A Difference-of-Convex Cutting Plane Algorithm for Mixed-Binary Linear Program

In this paper, we propose a cutting plane algorithm based on DC (Difference-of-Convex) programming and DC cut for globally solving Mixed-Binary Linear Program (MBLP). We first use a classical DC programming formulation via the exact penalization to formulate MBLP as a DC program, which can be solved by DCA algorithm. Then, we focus on the construction of DC cuts, which serves either as a local cut (namely type-I DC cut) at feasible local minimizer of MBLP, or as a global cut (namely type-II DC cut) at infeasible local minimizer of MBLP if some particular assumptions are verified. Otherwise, the constructibility of DC cut is still unclear, and we propose to use classical global cuts (such as the Lift-and-Project cut) instead. Combining DC cut and classical global cuts, a cutting plane algorithm, namely DCCUT, is established for globally solving MBLP. The convergence theorem of DCCUT is proved. Restarting DCA in DCCUT helps to quickly update the upper bound solution and to introduce more DC cuts for lower bound improvement.
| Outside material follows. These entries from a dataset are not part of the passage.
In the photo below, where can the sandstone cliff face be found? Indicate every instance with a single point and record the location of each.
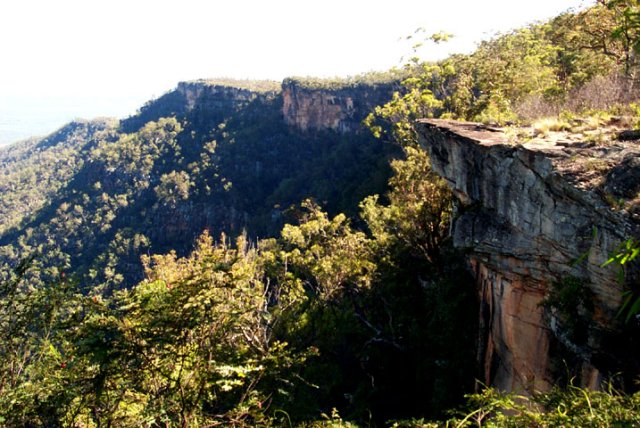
(213, 96)
(341, 110)
(524, 219)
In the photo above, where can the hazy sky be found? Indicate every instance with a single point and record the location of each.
(108, 57)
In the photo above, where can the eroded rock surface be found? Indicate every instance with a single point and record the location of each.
(525, 214)
(341, 109)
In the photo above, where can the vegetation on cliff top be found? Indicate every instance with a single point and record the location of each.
(365, 318)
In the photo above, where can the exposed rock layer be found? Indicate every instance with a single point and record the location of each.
(341, 109)
(524, 220)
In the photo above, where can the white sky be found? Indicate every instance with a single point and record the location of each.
(116, 54)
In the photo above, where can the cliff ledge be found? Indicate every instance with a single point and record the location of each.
(525, 213)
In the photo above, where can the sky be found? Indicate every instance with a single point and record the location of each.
(86, 58)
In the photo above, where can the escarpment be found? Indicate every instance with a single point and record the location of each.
(532, 217)
(339, 108)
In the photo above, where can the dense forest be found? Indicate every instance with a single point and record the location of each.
(206, 263)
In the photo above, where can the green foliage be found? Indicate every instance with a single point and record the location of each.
(628, 252)
(571, 406)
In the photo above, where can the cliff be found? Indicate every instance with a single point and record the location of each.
(525, 214)
(340, 107)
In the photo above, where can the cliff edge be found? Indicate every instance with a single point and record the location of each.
(525, 214)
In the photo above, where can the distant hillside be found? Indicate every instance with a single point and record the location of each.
(220, 155)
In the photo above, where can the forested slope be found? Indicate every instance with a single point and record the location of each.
(245, 254)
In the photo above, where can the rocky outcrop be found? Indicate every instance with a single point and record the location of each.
(214, 96)
(525, 216)
(341, 108)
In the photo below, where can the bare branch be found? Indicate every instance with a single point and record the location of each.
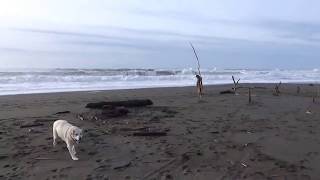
(195, 53)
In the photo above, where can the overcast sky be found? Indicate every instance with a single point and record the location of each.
(155, 34)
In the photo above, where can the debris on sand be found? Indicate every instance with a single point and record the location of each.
(128, 103)
(122, 165)
(62, 112)
(31, 125)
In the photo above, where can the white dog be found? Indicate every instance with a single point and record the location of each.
(70, 134)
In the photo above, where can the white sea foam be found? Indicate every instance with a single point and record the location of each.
(59, 80)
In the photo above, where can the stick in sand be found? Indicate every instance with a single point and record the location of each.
(235, 85)
(198, 76)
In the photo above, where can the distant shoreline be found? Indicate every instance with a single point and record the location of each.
(227, 85)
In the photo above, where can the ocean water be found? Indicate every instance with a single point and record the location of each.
(24, 81)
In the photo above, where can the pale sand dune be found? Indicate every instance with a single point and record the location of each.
(220, 137)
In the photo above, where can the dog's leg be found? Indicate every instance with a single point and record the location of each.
(71, 151)
(55, 135)
(74, 150)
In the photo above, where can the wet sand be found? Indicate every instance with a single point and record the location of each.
(219, 137)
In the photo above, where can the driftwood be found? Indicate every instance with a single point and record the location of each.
(123, 165)
(150, 133)
(227, 92)
(298, 89)
(277, 89)
(235, 85)
(111, 111)
(31, 125)
(63, 112)
(128, 103)
(44, 158)
(250, 99)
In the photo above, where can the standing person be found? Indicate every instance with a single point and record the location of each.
(199, 85)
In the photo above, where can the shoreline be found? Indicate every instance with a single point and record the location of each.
(220, 136)
(160, 87)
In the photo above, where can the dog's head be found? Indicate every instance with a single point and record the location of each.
(76, 134)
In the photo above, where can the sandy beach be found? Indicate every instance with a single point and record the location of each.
(220, 137)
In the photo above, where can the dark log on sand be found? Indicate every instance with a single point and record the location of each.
(111, 111)
(150, 134)
(31, 125)
(62, 112)
(128, 103)
(227, 92)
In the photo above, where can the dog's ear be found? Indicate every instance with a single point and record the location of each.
(73, 131)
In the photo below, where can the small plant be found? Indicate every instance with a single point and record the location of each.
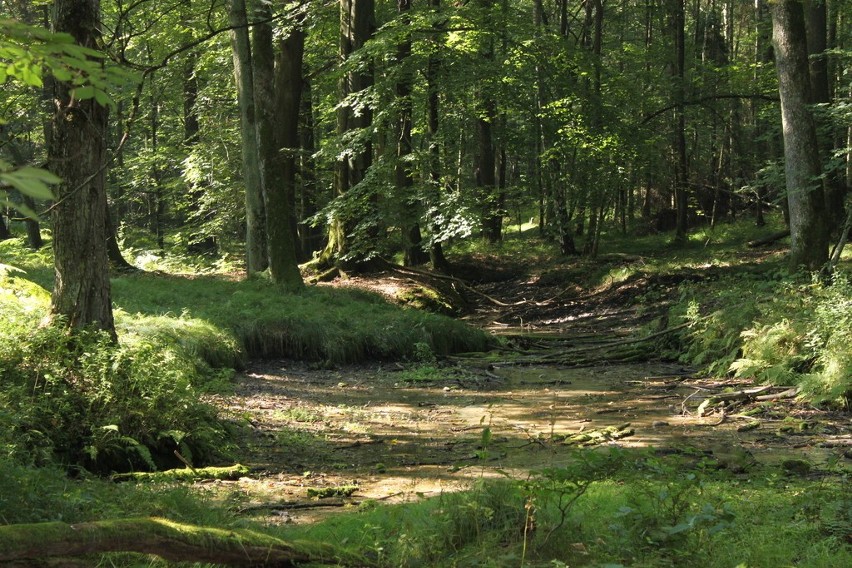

A variant of DCCUT by introducing more classical global cuts in each iteration is proposed, and parallel versions of DCCUT and its variant are also designed which use the power of multiple processors for better performance. Numerical simulations of DCCUT type algorithms comparing with the classical cutting plane algorithm using Lift-and-Project cuts are reported. Tests on some specific samples and the MIPLIB 2017 benchmark dataset demonstrate the benefits of DC cut and good performance of DCCUT algorithms.